Durante a instrução de sobrevivência, os grupos eram responsáveis por obter água na natureza, mas o grupo do soldado Vinícius não conseguiu. “Não se pretende transformar jovens recrutas em guerreiros de selva, mas sim dar a noção de aspectos básicos de sobrevivência. Num cenário de extremo calor, mas ainda se requer a presença de instrutores responsáveis e de uma supervisão cerrada, o que há indícios de não ter sido feito”, diz o magistrado.
Os relatos são de que desde o segundo dia do treinamento o jovem não estava bem. “Há inúmeras narrativas de diversos problemas de ordem médica enfrentados pelo Sd Vinícius até o triste final, mas não houve um só instrutor, monitor ou membro da equipe de saúde que tenha realizado qualquer tipo de intervenção segura para preservar o militar”.
O treinamento não tinha presença de médico e a decisão mostra que a enfermeira desencorajava quem buscava atendimento. A sargento é citada por uma postura rigorosa, frequentemente gritando com os soldados recrutas e advertindo-os para não fazerem “corpo mole”.
“Há relatos de comportamento ríspido e desrespeitoso que podem ter contribuído para um ambiente onde recrutas se sentiram desencorajados a procurar ajuda médica. Os autos apresentam relatos de testemunhas noticiando que os recrutas não podiam entrar na ambulância, mesmo em casos de necessidade, atitude que pode ser considerada negligente e contrária aos deveres de um militar da saúde”.

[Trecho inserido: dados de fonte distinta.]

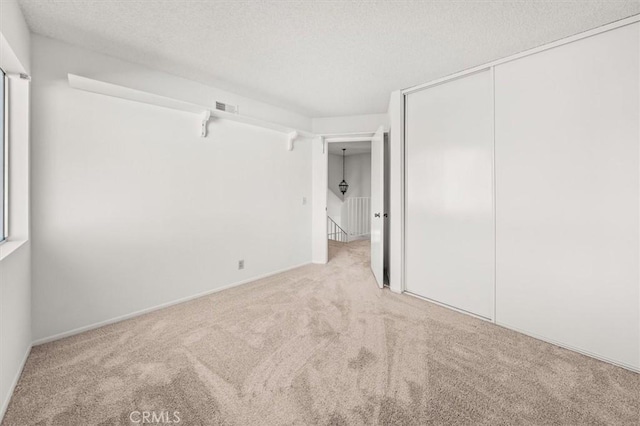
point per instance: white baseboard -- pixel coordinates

A Justiça Militar aceitou denúncia contra 11 pessoas: 2º tenente Thiago Mauri Marçal, os 3ºs sargentos Victor Augusto Albuquerque Barros, Gustavo Doré Gonçalves, Arthur Castelani Lopes, Breno Gonçalves Salles. Além dos cabos Lucas Romero Silvestre, Everton Marim Figueiredo e os soldados Luiz Eduardo Coronel Siqueira, Weverton da Silva Dias, Cleison Rodrigues Marinho e Marcos Vinícius Irala dos Santos.
A reportagem entrou em contato com o Comando da 4ª Brigada de Cavalaria Mecanizada, com sede em Dourados, mas não obteve resposta até a publicação da matéria.
Exaustão – A certidão de óbito de Vinícius Ibañez Riquelme atesta morte por realização de exercícios físicos rigorosos. Há quase dois meses no Exército, o soldado participou de treinamento entre os dias 22 e 26 de abril. A atividade era no campo e os participantes ficavam incomunicáveis.
No dia 26, a sexta-feira da formatura dos soldados, a mãe de Vinícius foi comunicada que ele estava no Hospital de Bela Vista. O soldado foi transferido para a Santa Casa de Campo Grande, onde morreu em 27 de abril.